When Cadillac officially joined the Formula 1 grid for the 2026 season, it became the first American constructor to compete in the sport since the 1960s. But the significance of that moment goes well beyond national pride or the novelty of a new team making up the numbers. Cadillac’s arrival is a structural shift in what Formula 1 looks like commercially, geographically, and in terms of where the sport is heading.

Cadillac, a brand of General Motors, became Formula 1’s 11th team in 2026, racing with Ferrari engines in the short term, with GM already committed to building its own engines out of a US facility. The team is based primarily near Silverstone but has American operations in Fishers, Indiana, and Warren, Michigan.

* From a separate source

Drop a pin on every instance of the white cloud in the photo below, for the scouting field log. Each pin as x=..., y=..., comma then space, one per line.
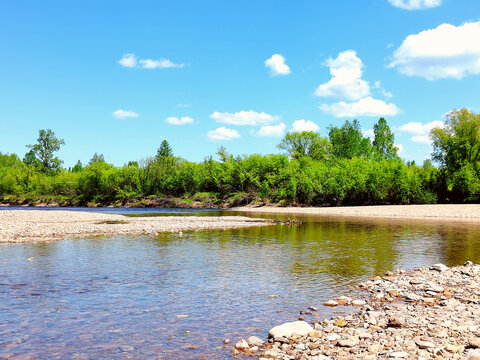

That dual identity is deliberate.

To lead the car, Cadillac signed Sergio Perez and Valtteri Bottas, bringing a combined 527 grand prix starts, 16 wins and 106 podiums to the new team. It was a conscious choice of experience over youth. A new team in Formula 1 needs data, feedback, and institutional knowledge before it can think about winning. Bottas and Perez, whatever their limitations at this stage of their careers, provide all of that in abundance.

Team principal Graeme Lowdon called the signing a “bold signal of intent,” and in the context of building a new team from scratch, that framing makes sense. The car needs to learn the regulations, the engineers need to find their rhythm, and the drivers need to embed themselves in a structure that is still finding its feet.

Bottas said he felt “something different” from the first moment he spoke with the Cadillac team, describing it as “not just a racing project” but “a long-term vision.”

For American sports fans, Cadillac’s presence on the grid matters because it gives the Las Vegas, Miami, and Austin races a genuine hometown story to invest in. Formula 1 has grown its American fanbase enormously over the last five years, partly through the Drive to Survive documentary series, and a US team sustains that momentum in a way a European outfit simply cannot replicate.

Results in 2026 have been modest so far. But Cadillac is not here for this season. It is here for the next decade.